[OpenAFS] Re: bos killed fileserver before it was shut down cleanly.

Andrew Deason adeason@sinenomine.net
Sun, 10 Oct 2010 21:00:44 -0500


On Sun, 10 Oct 2010 12:36:09 -0700
Russ Allbery <rra@stanford.edu> wrote:

> Adam Megacz <adam@megacz.com> writes:
>
> > Just curious, is this "stall" a bug in the fileserver, or something
> > which happens for a good reason?  If so, what is the reason?
> 
> It happens, in my experience, when there are hundreds of thousands of
> open callbacks, often to hosts behind NAT that are now unreachable and
> produce UDP timeouts.  The fileserver tries to break all those
> callbacks, which if left to run to completion can take many hours.

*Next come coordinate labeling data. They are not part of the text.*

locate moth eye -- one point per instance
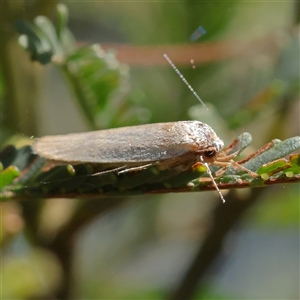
(209, 154)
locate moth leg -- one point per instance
(109, 171)
(235, 165)
(133, 169)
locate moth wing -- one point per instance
(145, 143)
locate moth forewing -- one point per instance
(165, 144)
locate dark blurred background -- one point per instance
(246, 70)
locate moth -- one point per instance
(164, 145)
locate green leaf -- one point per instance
(8, 175)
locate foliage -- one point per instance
(253, 86)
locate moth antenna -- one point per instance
(183, 79)
(212, 178)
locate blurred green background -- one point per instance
(246, 70)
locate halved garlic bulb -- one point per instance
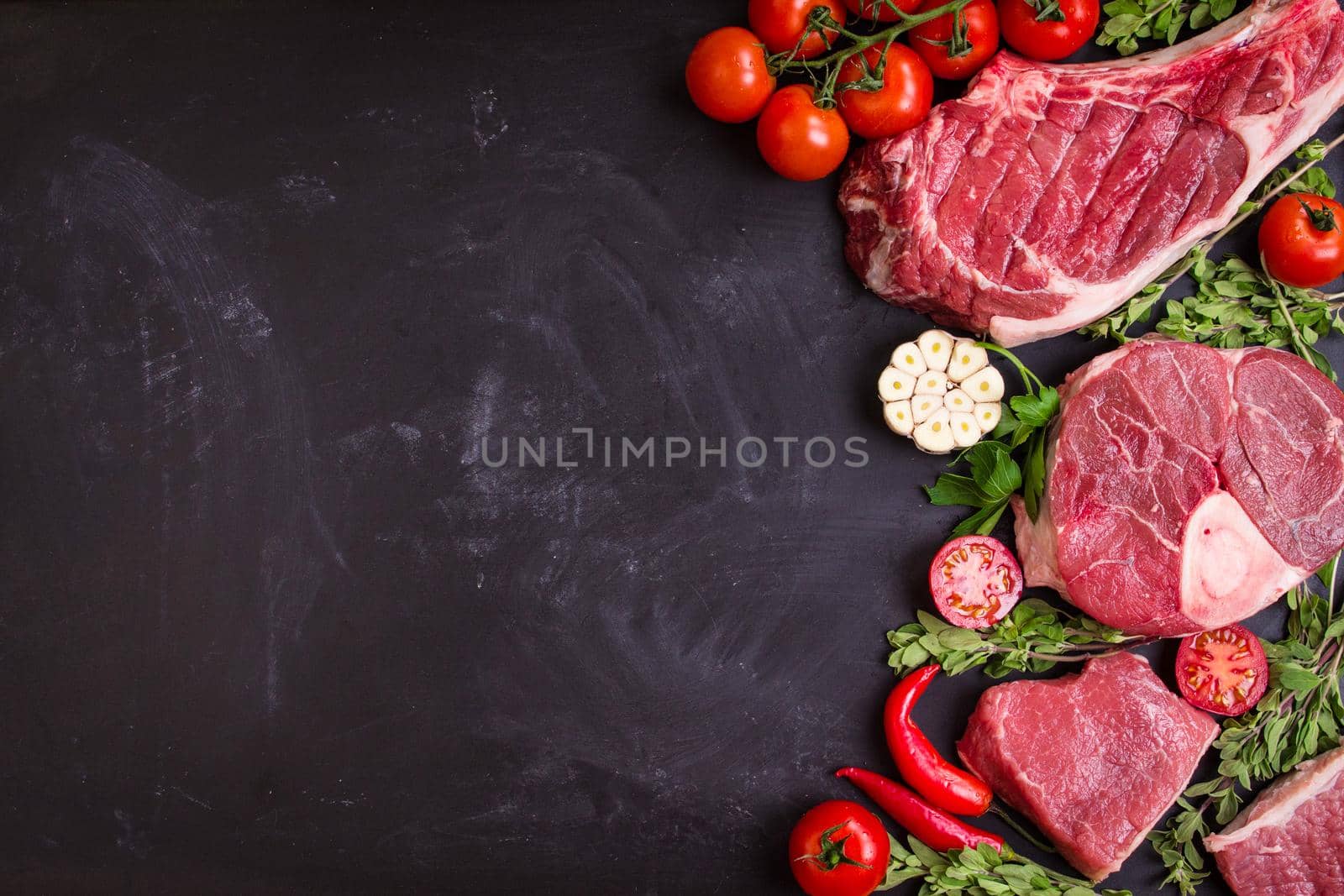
(941, 391)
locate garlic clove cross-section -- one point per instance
(941, 391)
(936, 348)
(895, 385)
(909, 358)
(900, 418)
(934, 436)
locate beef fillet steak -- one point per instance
(1050, 194)
(1095, 759)
(1290, 840)
(1187, 486)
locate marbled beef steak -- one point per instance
(1187, 486)
(1050, 194)
(1095, 759)
(1290, 840)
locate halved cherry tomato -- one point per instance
(1303, 239)
(880, 9)
(797, 139)
(780, 23)
(1047, 29)
(839, 848)
(1223, 671)
(900, 103)
(933, 39)
(974, 580)
(727, 76)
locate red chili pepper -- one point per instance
(920, 763)
(934, 828)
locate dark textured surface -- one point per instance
(268, 624)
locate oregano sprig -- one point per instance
(1126, 22)
(1034, 637)
(974, 872)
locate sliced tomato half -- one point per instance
(1223, 671)
(974, 580)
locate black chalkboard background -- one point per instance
(269, 624)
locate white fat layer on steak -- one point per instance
(1229, 570)
(1267, 144)
(1280, 802)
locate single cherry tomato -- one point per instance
(839, 849)
(952, 58)
(880, 9)
(1223, 671)
(1047, 29)
(780, 23)
(904, 100)
(974, 580)
(727, 76)
(1303, 239)
(797, 139)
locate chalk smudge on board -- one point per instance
(223, 375)
(488, 123)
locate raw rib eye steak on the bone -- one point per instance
(1048, 194)
(1187, 486)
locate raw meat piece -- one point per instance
(1050, 194)
(1290, 840)
(1095, 759)
(1187, 486)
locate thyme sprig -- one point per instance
(1299, 718)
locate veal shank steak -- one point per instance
(1050, 194)
(1095, 759)
(1187, 486)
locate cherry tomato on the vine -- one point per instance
(800, 140)
(839, 849)
(900, 103)
(880, 9)
(780, 23)
(1047, 29)
(1303, 239)
(933, 40)
(727, 76)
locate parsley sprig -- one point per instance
(1131, 20)
(1011, 459)
(1234, 302)
(974, 872)
(1032, 638)
(1299, 718)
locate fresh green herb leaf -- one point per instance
(1034, 637)
(1126, 22)
(1012, 459)
(980, 872)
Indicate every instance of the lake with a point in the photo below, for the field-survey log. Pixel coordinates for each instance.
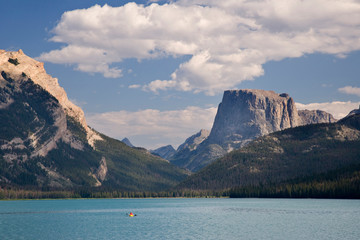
(180, 219)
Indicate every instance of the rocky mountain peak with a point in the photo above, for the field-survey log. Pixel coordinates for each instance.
(245, 114)
(19, 66)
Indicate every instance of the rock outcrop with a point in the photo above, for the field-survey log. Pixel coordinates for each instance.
(165, 152)
(127, 142)
(194, 141)
(46, 144)
(315, 116)
(242, 116)
(246, 114)
(18, 66)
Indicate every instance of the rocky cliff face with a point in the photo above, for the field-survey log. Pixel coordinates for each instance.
(194, 141)
(242, 116)
(315, 116)
(245, 114)
(18, 66)
(166, 152)
(45, 142)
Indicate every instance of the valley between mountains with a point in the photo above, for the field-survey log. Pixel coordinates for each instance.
(260, 145)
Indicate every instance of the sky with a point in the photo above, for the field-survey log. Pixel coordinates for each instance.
(155, 71)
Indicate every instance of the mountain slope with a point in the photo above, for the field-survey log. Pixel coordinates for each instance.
(45, 144)
(295, 153)
(165, 152)
(242, 116)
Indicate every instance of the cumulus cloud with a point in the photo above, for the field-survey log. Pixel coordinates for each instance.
(350, 90)
(152, 128)
(228, 40)
(337, 109)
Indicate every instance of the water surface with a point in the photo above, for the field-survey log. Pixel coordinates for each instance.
(180, 219)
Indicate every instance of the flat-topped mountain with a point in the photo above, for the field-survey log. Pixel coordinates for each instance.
(242, 116)
(45, 142)
(322, 157)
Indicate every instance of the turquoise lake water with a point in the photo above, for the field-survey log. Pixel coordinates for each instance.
(180, 219)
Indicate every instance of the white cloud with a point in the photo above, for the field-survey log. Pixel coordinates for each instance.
(152, 128)
(337, 109)
(350, 90)
(135, 86)
(228, 40)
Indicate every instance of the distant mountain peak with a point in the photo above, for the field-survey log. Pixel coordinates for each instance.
(19, 66)
(242, 116)
(127, 142)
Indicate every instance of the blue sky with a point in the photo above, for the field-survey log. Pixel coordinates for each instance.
(155, 71)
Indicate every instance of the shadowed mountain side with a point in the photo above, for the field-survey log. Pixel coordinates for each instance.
(295, 153)
(45, 144)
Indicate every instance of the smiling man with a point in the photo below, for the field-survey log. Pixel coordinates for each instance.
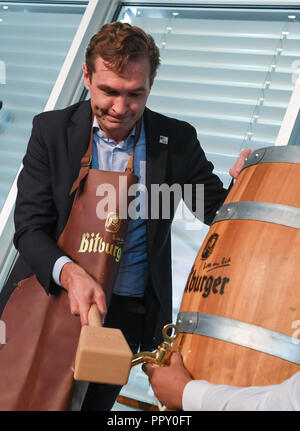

Unless I'm just out of it today and not comprehending, we don't break
callbacks on shutdown (instead we initcallbackstate on contacting the
client after restart for non-DAFS). However, we do wait for client
traffic to stop, which includes at least some callback breaks.

There have been bugs that cause hangs too, though. Notably a few
versions leading up to 1.4.12 had issues corrupting the host list which
caused some deadlocks.

-- 
Andrew Deason
adeason@sinenomine.net